Sur la plage, après le reflux de la marée, apparaissent des ruisselets à la « forme serpentine » écrivait le géographe anarchiste Elisée Reclus pour évoquer les entrelacs qui subsistent dans le sillage des mouvements sociaux (L’Histoire d’un ruisseau, 1882). Reprenant cette image, l’autrice Kristin Ross arpente « [ce] minuscule réseau de bulles d’air […] système d’échanges rapides, de croisements et de collaborations […] » à la recherche de l’« imaginaire de la Commune » – c’est-à-dire des idées façonnées par l’expérience de la Commune de Paris et de ses persistances, tant en pensées qu’en actes. Ce faisant, elle réactive la notion de « luxe communal » en tant qu’expression quasi-indéfinissable de l’expérience militante au sein de collectifs anti-autoritaires. Pour celleux l’ont vécu, que ce soit par la participation directe aux événements, ou en s’informant avec enthousiasme à ce sujet, la Commune a laissé une l’empreinte indélébile. Avec l’expression du « luxe communal », Ross nous invite à réactiver les inventions faites dans les luttes et à les transposer dans le présent.

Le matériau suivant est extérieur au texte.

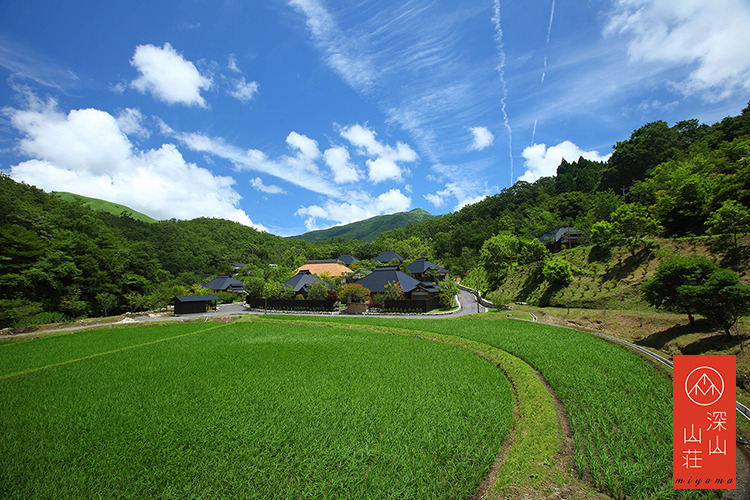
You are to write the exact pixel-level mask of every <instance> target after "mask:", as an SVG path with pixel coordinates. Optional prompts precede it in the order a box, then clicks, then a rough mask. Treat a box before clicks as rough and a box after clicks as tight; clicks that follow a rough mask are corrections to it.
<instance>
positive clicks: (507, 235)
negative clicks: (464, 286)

Le luxe communal, c’est l’existence en actes

C’est dans un de ces « ruisselets » contemporains, sur l’(ex)Zone-à-Défendre (ZAD) de Notre-Dame-Des-Landes, que nous avons rencontré pour la première fois la notion du « luxe communal » (voir encart). Le terreau des Landes est fertile pour faire fructifier des définitions actualisées de ce luxe particulier. Sur des terres collectivisées, défendues face au joug de l’Etat, s’inventent des façons de faire société dont l’« échelle géographique [est] de l’ordre du vivable », écrit Ross. Comme la Commune, la ZAD est un « laboratoire d’inventions politiques, improvisées sur place ou bricolées à partir de scénarios ou d’expressions du passé, repensés selon les besoins du moment, et nourris des désirs nés au cours de réunions populaires de la fin de l’Empire ». Autrement dit, c’est un lieu de débrouille et de ré-enchantement, où les rêves d’abolition du capitalisme trouvent un terrain de concrétisation par l’expérimentation collective. Travail, habitat, éducation, relations, tout est repensé « en actes », c’est-à-dire testé, vécu et re-vécu ensemble, sur le tas, au fil des ajustements et sans programme défini à l’avance. 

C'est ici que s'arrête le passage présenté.